The smallest error vector (e1,e2,e3,e4) is perpendicular to (.1,1,1,1), the first column of A. Least squares balances out the four errors, and they add to zero.
The last sentence is confusing as heck. I can't wrap my head around it..The author just threw this one out there at the end with no explanation. What is it referring to that the least squares balance out the errors? And they add to zero? What is 'they'? Least squares wouldn't add to 0.. And how is this tied to the previous sentence that the error vector is perpendicular to A's first column?
If someone understands this, please explain what the author wants to convery here. Thanks.
Last paragraph on page 7:
https://www.scribd.com/document/110574518/Strang-Least-Squares
(Starting from a little earlier to make a self-contained answer...)

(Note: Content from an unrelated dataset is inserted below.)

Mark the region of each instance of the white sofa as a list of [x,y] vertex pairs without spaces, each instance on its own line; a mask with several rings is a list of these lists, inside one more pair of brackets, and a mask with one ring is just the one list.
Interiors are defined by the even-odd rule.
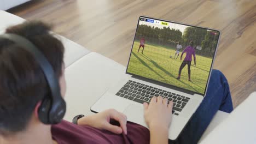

If the point $(t_4, b_4)$ is not on the parabola through the first three points, then there is no parabola passing through all four points. Therefore, we cannot solve $A \mathbf{x} = \mathbf{b}$ and must instead project onto the (sub-)space of parabolas via $A^\mathrm{T} A \mathbf{\widehat{x}} = A^\mathrm{T}\mathbf{b}$. This projection is perpendicular to the space of parabolas, so the error vector (displacement vector from the starting point to the space of parabolas) is perpendicular to that space, that is, it is perpendicular to each member of a basis for that space. The first column of $A$, $\begin{pmatrix}1\\1\\1\\1\end{pmatrix}$ is one of the three column vectors of $A$, and those three column vectors are linearly independent, so they form a basis of the space of parabolas. Therefore, the error vector is perpendicular to $\begin{pmatrix}1\\1\\1\\1\end{pmatrix}$. Writing the error vector as $(e_1, e_2, e_3, e_4)$, perpendicularity forces $$ (e_1, e_2, e_3, e_4) \cdot \begin{pmatrix}1\\1\\1\\1\end{pmatrix} = e_1 + e_2 + e_3 + e_4 = 0 \text{.} $$ So even though we only know about this projection somewhat abstractly (even though we have $A$ and could compute $A^\mathrm{T} A$ easily enough), one thing we know is that the sum of the four error components is zero -- that is, the projection is constrained to only produce displacements whose components sum to zero.
We also know, from perpendicularity with the second and third columns of $A$, respectively, $e_2 + 3 e_3 + t_4 e_4 = 0$ and $e_2 + 4 e_3 + t_4^2 e_4 = 0$, but those aren't so easily expressed in words.